El celular me avisa que falta media hora para que comience la reunión. Mi cerebro se relaja y farolea de un pensamiento al otro, y así olvido el recordatorio. Pasados cincuenta minutos me acuerdo y me conecto. Son 7 los participantes y 4 tienen puesta la cámara. Algunos llevan caras largas. ¿Aburrición, cansancio? No lo sé, pero supongo que haría parte de alguno de esos grupos porque tengo una especie de pereza mezclada con rabia.

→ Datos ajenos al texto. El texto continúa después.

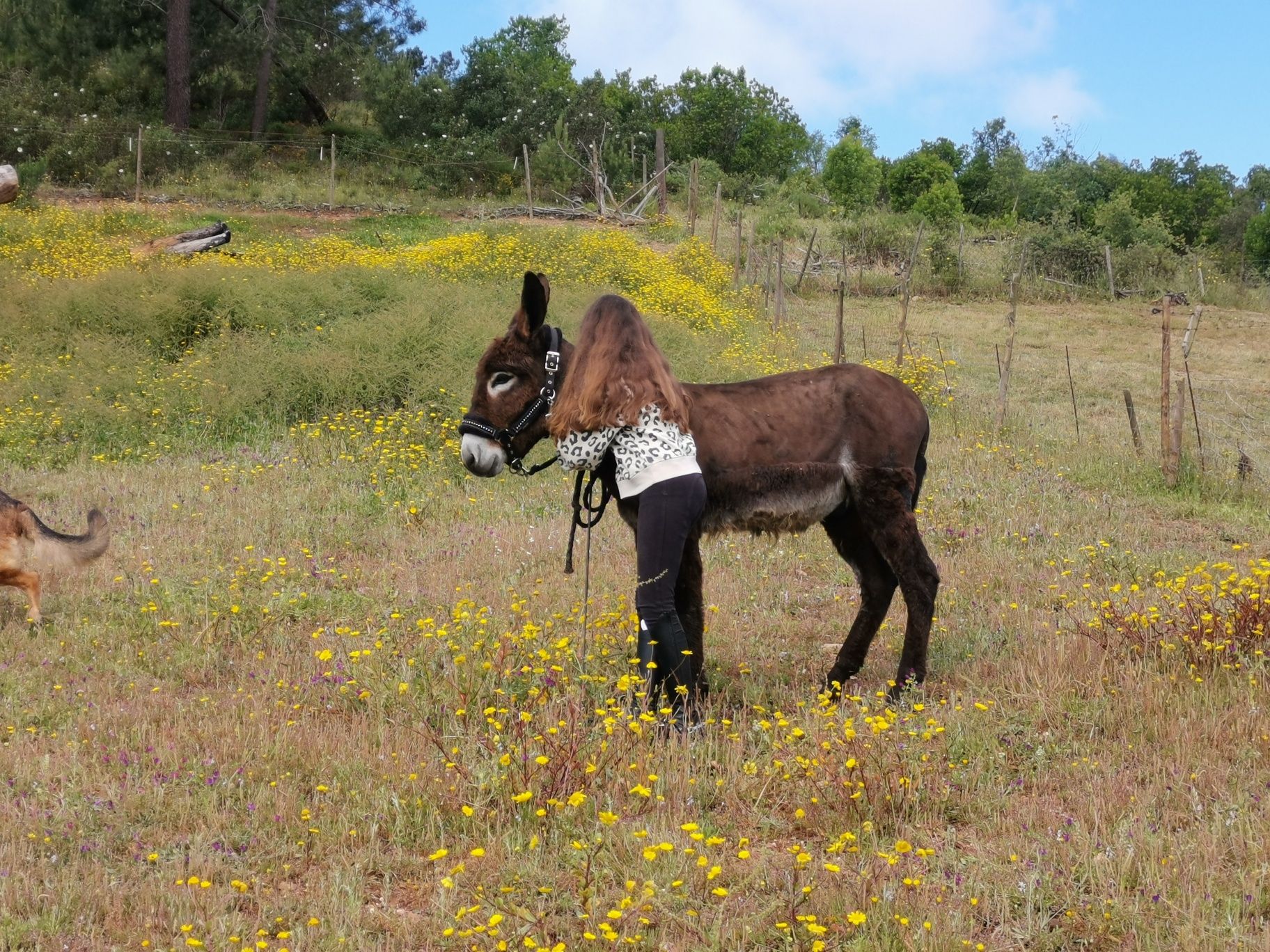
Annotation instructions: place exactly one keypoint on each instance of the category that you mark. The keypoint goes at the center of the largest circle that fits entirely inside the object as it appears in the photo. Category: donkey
(842, 446)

Como llegué tarde no se de que están hablando, así que solo escucho. A veces eso es lo mejor que se puede hacer, solo escuchar y no decir nada, así uno esté de acuerdo o le parezca un completo disparate lo que otros estén diciendo.
Estoy y no estoy. Soy una especie, digamos, de voyerista virtual. Así pasa un rato, hasta que la conexión a Internet comienza a fallar y ahora escucho la conversación de forma entrecortada. A veces el sonido se va por completo y veo que algunos sonríen. Me gustaría oír cuál fue el comentario que produjo la sonrisa en sus caras, para cambiar un poco el mal gesto que, supongo, lleva la mía, aunque no la vea en pantalla.
Al rato aparece un aviso que me dice que los recursos de mi máquina son insuficientes, así que minimizo la pantalla de la reunión y cierro los demás documentos que tengo abiertos. Vuelvo a la ella y la señal continúa igual de inestable que el ánimo que cargo, con picos de euforia y malhumor sin sentido alguno. Ya decía yo que todos, hasta cierto punto, tenemos algo de bipolares.
Me desconecto y apenas vuelvo a ingresar. La señal funciona de nuevo, pero solo por unos cuantos segundos hasta que otra vez es inestable, así lo dice el aviso que ahora sale en la mitad de la pantalla: “Su señal de Internet es inestable”.
Al rato veo que todos empiezan a decir chao con la mano, no digo ni hago nada porque nadie me va a escuchar y mucho menos ver.